For me, Hennessy’s Circo Zero stole the show with “Two Anthems” (though perhaps the left-leaning city influenced my tastes.) Hennessy began, kneeling upstage, playing an accordion-like instrument while first reciting a quote from Mark Twain about the American occupation of the Philippines, then singing “The Star Spangled Banner” to a dirge-like folk tune. Never have I so thoroughly considered the lyrics of that song and their fascination with/ glorification of the throes of battle. As Hennessy sang, a clown, dressed in camouflage overalls, with a gas mask on his head, slowly pulled a bundle onto the stage. He ceremoniously unwrapped his package; the tattered American flag gave way to a petite Asian woman, dressed in a black and red unitard, her mouth taped shut with black electrical tape. Then, still in a mellow baritone voice, Hennessy began a beat-like homage, a liturgy riffing on Allen Ginsberg that pronounced a variety of places, acts and people “holy,” while the woman contorted herself into the most painful positions.

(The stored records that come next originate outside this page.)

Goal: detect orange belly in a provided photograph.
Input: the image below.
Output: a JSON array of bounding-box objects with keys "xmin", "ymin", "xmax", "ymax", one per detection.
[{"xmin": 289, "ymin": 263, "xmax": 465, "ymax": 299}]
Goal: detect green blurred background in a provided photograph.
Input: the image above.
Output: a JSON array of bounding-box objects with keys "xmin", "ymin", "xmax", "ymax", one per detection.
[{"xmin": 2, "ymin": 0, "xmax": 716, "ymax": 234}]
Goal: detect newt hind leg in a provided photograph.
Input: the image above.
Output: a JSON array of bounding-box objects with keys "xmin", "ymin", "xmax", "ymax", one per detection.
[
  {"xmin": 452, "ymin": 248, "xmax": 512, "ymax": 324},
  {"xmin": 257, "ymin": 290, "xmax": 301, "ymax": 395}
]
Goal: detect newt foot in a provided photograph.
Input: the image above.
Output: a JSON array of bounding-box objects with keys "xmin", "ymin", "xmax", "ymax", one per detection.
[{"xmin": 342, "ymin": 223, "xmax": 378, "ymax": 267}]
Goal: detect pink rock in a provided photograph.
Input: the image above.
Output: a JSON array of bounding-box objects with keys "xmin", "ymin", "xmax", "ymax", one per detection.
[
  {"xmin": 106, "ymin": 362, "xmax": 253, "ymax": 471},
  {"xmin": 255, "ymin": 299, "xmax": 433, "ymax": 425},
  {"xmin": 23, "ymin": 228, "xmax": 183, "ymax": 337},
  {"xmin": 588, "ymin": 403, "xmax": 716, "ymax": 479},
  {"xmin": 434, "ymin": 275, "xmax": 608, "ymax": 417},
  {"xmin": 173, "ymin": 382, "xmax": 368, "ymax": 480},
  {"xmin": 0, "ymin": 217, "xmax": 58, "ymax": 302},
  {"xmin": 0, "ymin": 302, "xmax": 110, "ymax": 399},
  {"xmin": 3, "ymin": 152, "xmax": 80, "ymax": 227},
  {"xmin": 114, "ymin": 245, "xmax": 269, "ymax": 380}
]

The short piece mesmerized me and left me pondering its statement. In just a few minutes, the performers touched on so many aspects of the contemporary political situation, my mind was sent reeling. To make such eloquent political art is so difficult; the creator must work well on an abstract and a literal level at once, and Circo Zero did just that.
At the other end of the spectrum rested some excellent works driven purely by movement, particularly Seitler’s duet I mentioned earlier and closer Robert Moses company, Robert Moses’ Kin. Moses is a step beyond some of the more emerging artists on the program. His excerpt, from “Cause,” zipped across the space, his dancers versatile and his choreography complex. I could not capture the overall design, but found the material stimulating in its athleticism and speed.
More established than Moses, the Joe Goode Performance Group and AXIS Dance Company presented Goode’s 2001 “What the Body Knows” and Ann Carlson’s “Flesh,” respectively. Goode’s Marit Brook-Kothlow wowed me yet again, meshing vocal, acting and dance talents. Carlson struck a balance between drama and humor. Axis dancers rode atop the wheelchairs of their colleagues in the first section, slowly moving under the wheelchairs’ power, crossing the stage like sculpted statues. They returned in the second section, shaking and goofing to the comedic laments of Meredith Monk’s “The Tale.”
The program also included the amazing and funny 848 Improv All-Stars, Dance Brigade, Scott Wells & Dancers, Campo Santo and Sara Shelton Mann.
With Saturday’s full plate of modern coupled with the two evenings at the ballet, I am now in camp with San Francisco’s dance fans. What they feel for local dance may be partially civic pride, but I think a large part of it is just good taste.